Et vous, vous êtes-vous amusé ?
>> J'ai vécu quelque chose de formidable. Quand vous arrivez à 22 ans à Rock & Folk et que votre première interview c'est Johnny Winter ou que vous accompagnez les Clash sur la tournée London Calling, il y a de quoi se pincer.

Le livre s'ouvre sur Dylan (« The Freewheelin » en 1963). Est-il encore dans le coup ?
>> A Bercy, il n'était pas du tout en voix. Après, il y a encore des éclairs. On l'aime profondément, c'est notre barde. Dylan a greffé un cerveau sur un corps fou qui courait partout comme le monstre de Frankenstein. Le premier volume commençait avec Elvis Presley, celui-ci avec Dylan. Cela semble une évidence.

« Jerry Lewis at the Star Club » est-il le plus grand disque en public de tous les temps ?
>> Beaucoup de gens le considèrent comme tel. C'est comme si un camion de 30 tonnes rentrait chez vous. En tout cas, c'est un témoignage sur les amphétamines (rires).

Jimi Hendrix, le premier à réussir la fusion entre le blues, le psychédélisme et le funk ?
>> La sortie du 45 tours Hey Joe est un séisme. Et pas parce que Johnny Hallyday va en faire une version française (rires). Après ça, tous les guitaristes se sont acheté une pédale wah-wah. Hendrix, c'est un mec qui écoutait la guitare, il la laissait partir presque tout seul. C'était un showman.

Aretha Franklin avait-elle une descendante avec Amy Winehouse ?
>> Aretha, c'est un château unique. Il a fallu attendre longtemps pour revoir une chanteuse de ce calibre. C'est la grande voix du XXe siècle. Amy, c'était peut-être la suivante.
Mais ce sont des gamins carbonisés, le club des 27. Personne ne pouvait rien pour elle.

« Abbey Road » des Beatles, presque une obligation ?
>> Patrick Eudeline m'a engueulé lors du premier volume parce que j'avais mis l'album blanc.
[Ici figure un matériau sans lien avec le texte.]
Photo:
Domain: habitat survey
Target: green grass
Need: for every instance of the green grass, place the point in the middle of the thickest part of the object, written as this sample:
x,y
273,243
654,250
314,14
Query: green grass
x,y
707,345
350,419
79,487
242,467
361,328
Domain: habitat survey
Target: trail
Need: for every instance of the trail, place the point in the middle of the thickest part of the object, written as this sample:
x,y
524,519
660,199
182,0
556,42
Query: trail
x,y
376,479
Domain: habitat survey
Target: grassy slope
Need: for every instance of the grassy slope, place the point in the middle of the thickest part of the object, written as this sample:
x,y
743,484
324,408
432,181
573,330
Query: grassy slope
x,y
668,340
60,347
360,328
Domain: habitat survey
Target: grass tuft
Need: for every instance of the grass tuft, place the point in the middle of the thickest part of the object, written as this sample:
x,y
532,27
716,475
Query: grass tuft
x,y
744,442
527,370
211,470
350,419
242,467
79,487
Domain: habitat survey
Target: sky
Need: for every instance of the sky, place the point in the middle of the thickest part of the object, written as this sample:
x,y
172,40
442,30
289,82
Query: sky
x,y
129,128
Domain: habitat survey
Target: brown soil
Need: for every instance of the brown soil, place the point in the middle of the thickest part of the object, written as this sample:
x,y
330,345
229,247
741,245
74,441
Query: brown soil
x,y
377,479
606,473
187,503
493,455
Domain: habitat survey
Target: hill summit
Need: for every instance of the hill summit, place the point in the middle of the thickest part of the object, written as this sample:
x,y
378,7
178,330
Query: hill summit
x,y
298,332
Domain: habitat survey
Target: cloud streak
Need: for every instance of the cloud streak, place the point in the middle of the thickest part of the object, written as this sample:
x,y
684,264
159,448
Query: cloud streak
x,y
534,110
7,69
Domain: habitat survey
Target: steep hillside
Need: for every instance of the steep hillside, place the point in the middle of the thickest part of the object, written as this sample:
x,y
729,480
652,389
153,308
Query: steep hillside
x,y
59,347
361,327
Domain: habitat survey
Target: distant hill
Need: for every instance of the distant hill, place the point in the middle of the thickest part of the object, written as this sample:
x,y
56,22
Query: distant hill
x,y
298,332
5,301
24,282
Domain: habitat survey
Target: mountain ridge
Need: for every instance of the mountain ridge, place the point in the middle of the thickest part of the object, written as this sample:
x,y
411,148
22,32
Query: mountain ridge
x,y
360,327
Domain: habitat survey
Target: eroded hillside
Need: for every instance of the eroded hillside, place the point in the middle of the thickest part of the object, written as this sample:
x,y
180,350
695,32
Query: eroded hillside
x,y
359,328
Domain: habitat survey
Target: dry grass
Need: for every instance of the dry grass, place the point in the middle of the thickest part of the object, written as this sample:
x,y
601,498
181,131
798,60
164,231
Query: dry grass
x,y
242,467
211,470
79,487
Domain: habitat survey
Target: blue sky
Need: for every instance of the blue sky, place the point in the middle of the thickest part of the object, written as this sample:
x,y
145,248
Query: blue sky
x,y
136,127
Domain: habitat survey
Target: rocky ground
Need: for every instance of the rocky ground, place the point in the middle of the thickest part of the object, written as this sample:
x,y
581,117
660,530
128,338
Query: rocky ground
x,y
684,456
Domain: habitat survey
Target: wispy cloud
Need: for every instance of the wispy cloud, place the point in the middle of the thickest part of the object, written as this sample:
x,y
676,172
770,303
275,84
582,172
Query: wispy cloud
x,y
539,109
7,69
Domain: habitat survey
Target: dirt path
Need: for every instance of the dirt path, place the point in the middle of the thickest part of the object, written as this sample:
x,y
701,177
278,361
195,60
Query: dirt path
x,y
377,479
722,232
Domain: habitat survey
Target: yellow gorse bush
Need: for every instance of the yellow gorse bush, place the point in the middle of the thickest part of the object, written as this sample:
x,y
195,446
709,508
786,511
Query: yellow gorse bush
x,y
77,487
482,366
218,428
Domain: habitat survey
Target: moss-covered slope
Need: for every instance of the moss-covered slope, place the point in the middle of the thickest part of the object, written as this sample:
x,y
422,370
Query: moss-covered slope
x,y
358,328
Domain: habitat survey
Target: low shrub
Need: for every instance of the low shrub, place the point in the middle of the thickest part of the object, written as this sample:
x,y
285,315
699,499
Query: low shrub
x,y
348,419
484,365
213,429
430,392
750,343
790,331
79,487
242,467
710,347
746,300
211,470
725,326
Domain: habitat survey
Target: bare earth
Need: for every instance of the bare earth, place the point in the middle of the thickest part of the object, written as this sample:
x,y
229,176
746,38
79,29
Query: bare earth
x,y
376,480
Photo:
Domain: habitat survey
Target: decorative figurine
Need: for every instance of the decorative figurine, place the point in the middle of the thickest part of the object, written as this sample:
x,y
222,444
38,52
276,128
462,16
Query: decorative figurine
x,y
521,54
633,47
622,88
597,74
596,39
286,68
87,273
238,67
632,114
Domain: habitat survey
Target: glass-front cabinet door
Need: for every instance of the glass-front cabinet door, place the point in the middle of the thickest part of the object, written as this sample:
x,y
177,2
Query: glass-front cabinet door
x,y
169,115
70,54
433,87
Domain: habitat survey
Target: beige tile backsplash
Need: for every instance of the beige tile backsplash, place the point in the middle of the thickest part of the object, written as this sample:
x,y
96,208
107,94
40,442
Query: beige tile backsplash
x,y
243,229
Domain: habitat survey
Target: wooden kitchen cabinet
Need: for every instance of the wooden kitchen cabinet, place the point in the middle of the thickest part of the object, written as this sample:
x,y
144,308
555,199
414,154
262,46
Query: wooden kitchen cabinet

Cet album, c'est le sursaut créatif. Un chef-d'oeuvre, le dernier de l'aventure. Il y a le final avec les trois solos de guitare : Paul, Georges, John. Ce sont les adieux.

Pourquoi des réserves sur Queen ?
>> Les gens disent que les critiques rock n'aiment pas Queen. Donc j'ai ouvert le dossier. Et quand on regarde, ce n'est pas terrible. C'est le seul groupe qui a été joué pour l'Apartheid. C'est aussi un rock assez pompier.

Que vous inspire le rock aujourd'hui ?
>> Il y a des mecs qui ne nous laisseront pas tomber : Thom Yorke (Radiohead, ndlr), Alex Turner (Arctic Monkeys, ndlr), Jack White (The White Stripes, ndlr), Peter Doherty. Il reste aussi quelques grands anciens comme Paul McCartney. D'ailleurs, tout le monde veut aller le voir le 30 novembre à Bercy. Le rock ne va pas mal du tout mais la société, elle, n'est pas très en forme. Ce n'est donc plus le même monde.

« Sex Machine », émission que vous animiez, sort dans les bacs. De bons souvenirs ?
>> Une aventure rock'n'roll avec Jean-Pierre Dionnet. De 83 à 85, c'était un succès colossal. Après, soyons modestes, c'est une époque où il y avait seulement trois chaînes en France. Mais on est arrivés avec un truc très gonflé, presque perspicace (rires).w « La discothèque rock idéale : tome 2 ».